US needs digital warfare force

Double tap..

 

Its not such a bad idea, having recent experience in the ISP/Tier1 internet market, DoS (Denial of Service) attacks are now commonplace, and if directed against banks etc can be devastating to a country's economy. At the moment there is little co-ordination to track, trace and identify culprits. Even more diffucult with the technical capabilities built into trojans and worms.

 

Something worth a read here is The Cuckoos Egg. Issues the writter has are pretty much true even in today's world with the lack of co-op he gets. Sure, things have changed - but that for him becomes a personal crusade. It's truely the only way to get someone hacking.

When working for a carrier, some script kiddies fired of a script like clock work from an ISP DNS server they'd compromised. They did it right in the at the most annoying part of the day for the 4 people managing the service. Because of that they did get tracked and had their front doors caved in by FBI in the states and our police here. Aged 17-21 they generally had a bad day out. Why? They ruined my friday after work pint.

Having geeks being able to run assault courses doesn't really inspire the generic type, but something does need to be done. The internet is a wild west, it doesn't need a police force thou - what it really needs are a few sheriff's to be able to fight back. Its a poachers/game keeper model where they both use the same tools to hunt and track each other.

 

Just wait till you meet the staff, its known as the funny farm round here! Geek central, though you wouldnt be typing on here without them

Still a bunch of weirdos though.

 

Although it could be argued that they wouldn't be there, without us typing on here.

 

Like to borrow my tinfoil hat?

 

Worth reading Fredrick Thomas Martin's book "Top Secret Intranet" - detail the history of Intelink, and makes several references to the risks and means to deal with them.

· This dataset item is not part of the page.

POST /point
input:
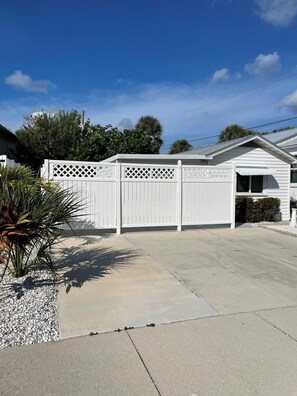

Ultimately the need for dedicated resources that can act quickly is a reasonable request. Strangely, the last nine months of turmoil in the major economies has given several institutions their closest simulation of what a substantial "cyber-attack" could do to their current sy / business models.

We crack wise on here everytime data goes walk-about, and the usual responses of investigation / lessons learned / changes in process / dismissal of fall-guy improve matters incrementally - moreoften due to the media pressure to be seen to be doing something.

I predict, that at some stage in the next couple of years a major financial / global organisation will discover that is has been targetted and hit for a severe financial loss. Anyone analysing trends in card fraud will know the true costs and yet the same security models are employd to secure sums and trading systems far larger. Given the average bank's ability to calculate risk is becoming more difficult than ever before, you really would have to wonder if all of them would be able to spot a co-ordinated attack, until after the event.

Which would lead to the next question - If a bank did get "taken apart" (and the bank discovered what was going on) - would they make that information public?

- screw the tinfoil hat - expose me to that radiation baby.

 

The thing is that banks have been concerned about computer crime since loooonnnnngggg before the internet turned up. After all, criminals follow the money - bank security types have been security minded since the first time that someone tried salami-slicing, way back in the 1960s or 70s.

They worry about such things all the time. Large corporations have invested lots of money in being able to offer computer security products; you can even get qualifications in penetration testing.

If HM Armed Forces want an aggressive cyber-warfare capability, I suspect that the answer would be a sponsored reserve from GCHQ or KPMG...

 

Even the Germans have recently set up a "cyber warfare" unit, if they see a need, there might be something in it.

 

The bigger difficulty is the simple fact that the Internet is global, Law is not.
Good luck in taking any kind of legal action against an unknown attacker bouncing out of DPRK IP space, or a large botnet where the control channel is sourced in Armenia, for example.

As in_the_cheapseats said, the Military is just not the right place to source this kind of resource, they simply don't have the experience outside of a very restricted [sic] environment, either in terms of technology or threat models.

 

BV Technician, yes the internet is global, but the US has been very successful at extraditing hackers from foreign countries, who have tried to attack banks and defence systems.

Currently response to cyber attacks is sporadic, and relies on the commercial enterprises who operate the internet backbone to try to defend against these attacks. Competition between these enterprises does not necessarily enhance the response to DoS attacks, and it takes time to a) stop the attack b) identify the perpetrator.

I think generally the use of systems to attack or deny service to servers in other countries is seen as breaking the law somewhere, and when identified perpetrators are usually caught and prosecuted. The telecommunications acts have various provisions for misuse within them in this country for example. However this becomes more difficult when the attacker is seen to be a foreign government who are intent on disrupting the telecommunications of another state.

 

Which is why LIAG is TA. If the MoD/Government/Land decide we need an offensive equivalent to complement LIAG it would make sense for that to be TA as well.

 

They have ? That is being hidden well then as they are still trying to extradite Gary McKinnon for alleged crimes dating from 2001, Ehud Tenenbaum surrendered to US Marshals and so on. I am not disagreeing in that legal action can sometimes be taken against attackers, it's just the reality that there are countries in this world were you cannot take any action at all, if the attack is sourced from there.